En 1987, l'oeuvre qui avait disparu du répertoire a été recréée grâce au travail de l'Américaine Millicent Hodson et de l'Anglais Kenneth Archer, à partir de dessins et de témoignages. Depuis, le ballet est donné dans le monde entier, sans que les héritiers de Nijinski touchent un sou. Tamara a toujours refusé d'y assister pour ne pas cautionner «une spoliation».

Mercredi, pour la première fois, le ballet reconstitué était donné «dans le respect des droits de la succession Nijinski», souligne Corinne Honvault, de la Société des auteurs et des compositeurs dramatiques (SACD), qui a contribué à un accord avec le Théâtre des Champs-Élysées.

«Àquelque chose malheur est bon, j'espère que cette triste situation depuis 25 ans servira aux chorégraphes d'aujourd'hui», a déclaré mardi Tamara Nijinski à quelques journalistes.

Son histoire personnelle est emblématique de la fragilité du statut des chorégraphes. «Ce qui est compliqué, c'est que les chorégraphes ne sont pas forcément reconnus partout comme auteurs», explique Corinne Honvault.

Ainsi, dans le droit anglo-saxon, la loi sur le copyright impose que l'oeuvre soit inscrite sur un support. Or, de nombreux chorégraphes transmettent leurs ballets de manière orale. Le Sacre du Printemps a été appris par Nijinski à ses danseurs au cours de quelque 120 répétitions.

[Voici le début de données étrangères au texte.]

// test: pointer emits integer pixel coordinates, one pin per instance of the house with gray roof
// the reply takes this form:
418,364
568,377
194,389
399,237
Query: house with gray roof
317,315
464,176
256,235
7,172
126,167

«Hodson et Archer se prétendent propriétaires au motif que Nijinski n'avait pas noté sa chorégraphie», explique Tamara Nijinski.

Vers un règlement définitif

Mais si leur reconstitution du Sacre a un tel succès, c'est bien entendu grâce au nom de «Nijinski» en gros caractères sur l'affiche, à l'oeuvre originale et à sa légende, souligne Christian Dumais-Lvowski, chargé de mission auprès de la succession Nijinski.

Les héritiers ne contestent nullement le travail gigantesque effectué par le couple d'historiens, mais jugent «injuste» de ne percevoir aucun droit depuis 25 ans. Si un accord est enfin intervenu à Paris, c'est que le Sacre avait été dûment enregistré en 1913 auprès de la SACD, qui défend les droits des auteurs, et que le droit français n'impose pas de support écrit du copyright.

La fille cadette de Nijinski espère que ce premier accord ouvrira la voie à un règlement définitif. Déjà, une représentante du Mariinski de Saint-Petersbourg, qui donne l'oeuvre à Paris, a fait savoir qu'il était ouvert à un accord. Un règlement favorable aux héritiers n'empêcherait pas les deux historiens de percevoir également des droits, souligne le chargé de mission.

D'autres règlements devraient suivre dans les très nombreux pays où le «Sacre» ainsi que les rares oeuvres de Nijinski (4 au total, dont le fameux «Après-midi d'un faune») sont données.

Et l'horizon pourrait s'éclairer pour Tamara, qui vit sur une petite pension d'enseignante à Phoenix. L'argent des droits «aurait été particulièrement précieux il y a 25 ans, lorsque Kyra -fille aînée de Nijinski- était vivante», a remarqué mardi la fille de Tamara, Kinga Gaspers. Kyra avait hérité des talents fantasques de son père, mais aussi de sa santé mentale fragile, et a terminé sa vie en 1998 dans un hospice d'Etat.

C'est aussi une question de reconnaissance. Tamara Nijinski se réjouissait de recevoir mercredi les insignes de Commandeur dans l'ordre des Arts et des Lettres des mains de la ministre de la Culture, Aurélie Filippetti, à l'issue de la représentation anniversaire du Sacre du printemps.